29 March 2019 - 17:14 By MATTHEW SAVIDES
A paramedic working with the Mayville community policing forum helps a foreign national who was hurt during violence on Tuesday in Sydenham, Durban.
A paramedic working with the Mayville community policing forum helps a foreign national who was hurt during violence on Tuesday in Sydenham, Durban.
Image: Imtiaaz Syed

The eThekwini municipality and the Malawi High Commission have jointly denied that recent violence aimed at foreign nationals in Durban was xenophobic – stating, instead, that it was 'criminally motivated'.

This week, foreign nationals were targeted in sporadic outbreaks of violence in the Sydenham and Overport areas of the city. In at least two cases, they were forced to seek refuge at local police stations.

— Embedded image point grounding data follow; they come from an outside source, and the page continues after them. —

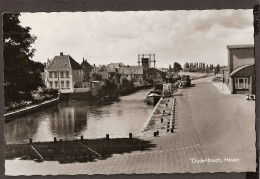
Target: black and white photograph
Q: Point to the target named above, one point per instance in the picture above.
(130, 92)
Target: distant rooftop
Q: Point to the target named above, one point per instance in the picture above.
(240, 46)
(63, 62)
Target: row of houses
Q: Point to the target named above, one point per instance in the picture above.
(68, 76)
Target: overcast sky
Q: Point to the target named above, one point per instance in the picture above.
(105, 37)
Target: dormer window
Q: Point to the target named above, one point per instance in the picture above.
(67, 74)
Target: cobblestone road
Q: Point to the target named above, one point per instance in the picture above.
(210, 125)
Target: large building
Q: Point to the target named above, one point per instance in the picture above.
(62, 73)
(240, 74)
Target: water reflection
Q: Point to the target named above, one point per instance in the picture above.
(69, 120)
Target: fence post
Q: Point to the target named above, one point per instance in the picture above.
(130, 135)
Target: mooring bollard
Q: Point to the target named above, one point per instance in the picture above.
(130, 135)
(154, 134)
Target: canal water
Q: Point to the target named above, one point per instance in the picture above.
(71, 119)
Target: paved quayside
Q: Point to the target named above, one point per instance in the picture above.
(210, 124)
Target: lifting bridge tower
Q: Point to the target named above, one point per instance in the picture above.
(146, 60)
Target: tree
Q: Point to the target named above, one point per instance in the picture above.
(21, 74)
(186, 66)
(176, 67)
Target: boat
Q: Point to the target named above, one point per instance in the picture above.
(153, 97)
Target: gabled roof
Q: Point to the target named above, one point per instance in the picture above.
(115, 65)
(86, 64)
(239, 68)
(240, 46)
(131, 70)
(63, 62)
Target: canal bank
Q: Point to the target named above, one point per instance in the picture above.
(68, 120)
(27, 110)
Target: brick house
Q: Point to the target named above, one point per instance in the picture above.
(240, 74)
(62, 73)
(87, 69)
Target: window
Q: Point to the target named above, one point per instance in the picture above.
(62, 84)
(241, 83)
(56, 84)
(68, 84)
(51, 84)
(55, 75)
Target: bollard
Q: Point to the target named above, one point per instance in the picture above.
(130, 136)
(154, 134)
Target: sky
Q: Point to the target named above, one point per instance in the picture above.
(173, 36)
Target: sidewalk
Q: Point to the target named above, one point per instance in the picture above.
(200, 134)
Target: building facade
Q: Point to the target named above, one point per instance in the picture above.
(240, 74)
(87, 69)
(154, 75)
(62, 73)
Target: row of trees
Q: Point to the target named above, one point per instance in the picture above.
(21, 74)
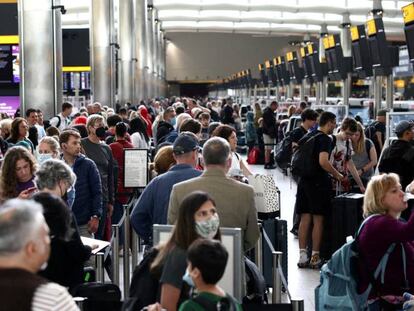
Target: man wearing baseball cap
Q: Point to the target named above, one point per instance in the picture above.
(399, 156)
(152, 206)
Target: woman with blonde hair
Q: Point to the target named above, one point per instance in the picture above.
(384, 201)
(364, 156)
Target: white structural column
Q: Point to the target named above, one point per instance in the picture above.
(40, 36)
(140, 50)
(150, 52)
(154, 53)
(322, 58)
(346, 44)
(101, 52)
(158, 64)
(125, 35)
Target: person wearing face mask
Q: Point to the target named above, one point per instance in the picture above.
(101, 154)
(24, 250)
(207, 260)
(68, 255)
(47, 149)
(197, 218)
(235, 200)
(87, 206)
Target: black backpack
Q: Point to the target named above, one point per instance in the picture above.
(303, 161)
(370, 131)
(227, 303)
(100, 296)
(283, 155)
(144, 284)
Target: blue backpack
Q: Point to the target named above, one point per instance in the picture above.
(338, 287)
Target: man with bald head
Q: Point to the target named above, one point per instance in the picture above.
(24, 250)
(234, 200)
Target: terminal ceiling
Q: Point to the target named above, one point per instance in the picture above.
(256, 17)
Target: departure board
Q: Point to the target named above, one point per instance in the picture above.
(6, 65)
(9, 64)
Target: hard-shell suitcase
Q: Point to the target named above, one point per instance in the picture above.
(346, 217)
(276, 230)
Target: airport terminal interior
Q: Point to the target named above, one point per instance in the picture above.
(206, 155)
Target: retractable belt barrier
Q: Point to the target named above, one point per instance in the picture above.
(278, 275)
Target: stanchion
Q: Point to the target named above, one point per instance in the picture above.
(99, 267)
(115, 250)
(277, 281)
(298, 304)
(134, 249)
(126, 251)
(259, 251)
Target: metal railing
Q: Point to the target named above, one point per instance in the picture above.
(277, 272)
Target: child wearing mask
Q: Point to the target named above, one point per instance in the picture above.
(207, 260)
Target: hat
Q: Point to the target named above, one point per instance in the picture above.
(185, 142)
(382, 113)
(403, 126)
(80, 120)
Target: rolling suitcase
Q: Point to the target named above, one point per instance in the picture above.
(346, 217)
(276, 230)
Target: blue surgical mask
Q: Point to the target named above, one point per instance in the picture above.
(187, 278)
(208, 228)
(43, 157)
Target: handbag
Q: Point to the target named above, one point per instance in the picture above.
(266, 193)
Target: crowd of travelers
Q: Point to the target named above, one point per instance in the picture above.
(63, 178)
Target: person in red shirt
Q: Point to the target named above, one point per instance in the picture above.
(117, 147)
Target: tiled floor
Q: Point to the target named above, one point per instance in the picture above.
(301, 282)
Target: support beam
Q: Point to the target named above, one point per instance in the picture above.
(40, 37)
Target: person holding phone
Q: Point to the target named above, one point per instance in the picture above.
(17, 174)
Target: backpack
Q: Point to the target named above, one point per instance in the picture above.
(370, 131)
(256, 290)
(303, 161)
(227, 303)
(144, 285)
(338, 288)
(283, 154)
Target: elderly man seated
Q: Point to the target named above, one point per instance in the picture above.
(24, 250)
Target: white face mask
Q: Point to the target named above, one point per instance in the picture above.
(43, 157)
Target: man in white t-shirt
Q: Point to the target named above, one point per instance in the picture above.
(341, 156)
(24, 250)
(62, 121)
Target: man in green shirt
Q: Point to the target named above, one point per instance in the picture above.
(207, 261)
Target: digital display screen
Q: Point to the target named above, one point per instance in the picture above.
(9, 104)
(5, 64)
(16, 63)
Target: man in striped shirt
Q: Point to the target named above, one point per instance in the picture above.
(24, 250)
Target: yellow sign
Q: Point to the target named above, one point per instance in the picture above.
(408, 13)
(76, 68)
(9, 39)
(371, 28)
(354, 33)
(331, 41)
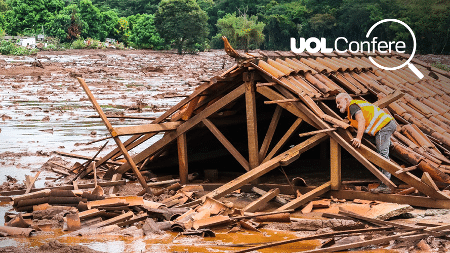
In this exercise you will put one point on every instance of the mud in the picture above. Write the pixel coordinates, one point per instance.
(45, 109)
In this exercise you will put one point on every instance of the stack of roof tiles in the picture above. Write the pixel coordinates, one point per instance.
(426, 104)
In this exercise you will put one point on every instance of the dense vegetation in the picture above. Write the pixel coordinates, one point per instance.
(191, 25)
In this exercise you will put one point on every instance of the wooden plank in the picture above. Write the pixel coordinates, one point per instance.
(270, 132)
(417, 201)
(316, 132)
(169, 137)
(312, 237)
(273, 95)
(265, 167)
(363, 243)
(281, 101)
(31, 183)
(261, 201)
(190, 109)
(284, 139)
(406, 177)
(426, 178)
(305, 198)
(227, 144)
(377, 222)
(75, 185)
(148, 128)
(182, 158)
(322, 125)
(64, 187)
(410, 168)
(335, 165)
(130, 143)
(114, 135)
(261, 192)
(389, 99)
(85, 157)
(252, 122)
(114, 220)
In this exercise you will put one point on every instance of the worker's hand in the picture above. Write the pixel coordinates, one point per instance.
(356, 142)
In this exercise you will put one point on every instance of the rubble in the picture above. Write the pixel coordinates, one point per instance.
(97, 197)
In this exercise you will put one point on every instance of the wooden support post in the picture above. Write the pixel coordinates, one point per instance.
(305, 198)
(335, 165)
(227, 144)
(252, 131)
(265, 167)
(270, 131)
(136, 139)
(182, 158)
(114, 135)
(284, 139)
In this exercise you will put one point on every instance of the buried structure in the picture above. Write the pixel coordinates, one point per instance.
(303, 86)
(259, 115)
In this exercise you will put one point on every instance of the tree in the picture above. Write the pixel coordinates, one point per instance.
(144, 33)
(242, 31)
(283, 21)
(92, 21)
(30, 15)
(66, 25)
(182, 23)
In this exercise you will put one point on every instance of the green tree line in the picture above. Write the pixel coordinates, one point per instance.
(191, 25)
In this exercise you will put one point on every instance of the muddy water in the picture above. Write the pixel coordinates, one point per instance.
(170, 242)
(45, 110)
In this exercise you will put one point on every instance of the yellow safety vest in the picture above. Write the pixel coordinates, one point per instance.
(375, 117)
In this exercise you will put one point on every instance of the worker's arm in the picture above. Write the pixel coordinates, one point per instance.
(356, 142)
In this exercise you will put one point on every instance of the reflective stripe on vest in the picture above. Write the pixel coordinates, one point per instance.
(375, 117)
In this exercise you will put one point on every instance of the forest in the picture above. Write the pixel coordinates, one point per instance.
(198, 25)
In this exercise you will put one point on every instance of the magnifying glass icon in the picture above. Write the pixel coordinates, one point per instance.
(410, 65)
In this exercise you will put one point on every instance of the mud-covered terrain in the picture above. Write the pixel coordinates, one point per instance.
(43, 108)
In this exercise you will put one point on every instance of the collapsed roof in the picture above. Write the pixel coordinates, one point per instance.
(301, 84)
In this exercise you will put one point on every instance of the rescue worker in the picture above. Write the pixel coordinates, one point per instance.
(373, 121)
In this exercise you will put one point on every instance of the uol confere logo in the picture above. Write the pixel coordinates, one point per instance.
(355, 46)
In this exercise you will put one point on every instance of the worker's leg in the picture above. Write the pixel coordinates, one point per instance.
(383, 141)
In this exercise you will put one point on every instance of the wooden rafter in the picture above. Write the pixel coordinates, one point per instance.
(252, 122)
(270, 132)
(114, 135)
(284, 139)
(169, 137)
(227, 144)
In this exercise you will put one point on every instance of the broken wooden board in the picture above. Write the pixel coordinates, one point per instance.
(169, 137)
(211, 222)
(114, 220)
(385, 211)
(300, 201)
(261, 201)
(265, 167)
(418, 201)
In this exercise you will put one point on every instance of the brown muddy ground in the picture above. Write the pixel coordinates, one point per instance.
(45, 109)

But on Friday, the eThekwini council and the Malawi High Commission denied the violence was xenophobic in nature.

"Both the municipality and the Malawian High Commission are in agreement that the incidents that led to Malawians nationals being chased out of their homes are not xenophobia but were criminally motivated as their belonging were stolen by the angry mob," the municipality said in a statement.

The statement added that the council and the commission were "working tirelessly" to integrate the foreign nationals -  who were predominantly of Malawian decent - back to their communities.

eThekwini mayor Zandile Gumede issued a stern warning to leaders of all political parties to desist from making populist statements that inflame xenophobia or any other form of discrimination.

"No African is a foreigner in Africa and, as the municipality, we are committed to working together with organisations representing immigrants and civil society formations to deal with issues that cause tension between and among our people. During profiling, we discovered that most African immigrants are highly skilled artisans and we are looking at partnering with them in creating skills transfer and mentorship programmes that will target the youth," she said.

Gumede added that it had emerged during two meetings held with residents of Burnwood informal settlements – where attacks took place on Tuesday morning - that the majority of residents were ready to welcome back the Malawian nationals.

"It was also agreed during these meetings that leaders of foreign nationals should form part of community development forums in the area and the displaced foreign nationals should go back to their homes within the next 48 hours.

"However, a follow-up meeting will be held soon between the municipality, the Malawian High Commission and community of Burnwood informal settlement to welcome back the Malawian nationals," said Gumede.

Acting high commissioner to Malawi Gloria Bamusi, in praising the municipality, also requested that police respond rapidly to similar incidents.

"We appeal to law enforcement agencies to respond rapidly whenever such instances occur. We also call for the perpetrators to be brought to book. We will work with the municipality to integrate our people back to the communities and make necessary arrangements for those who want to go back home to Malawi," said Bamusi.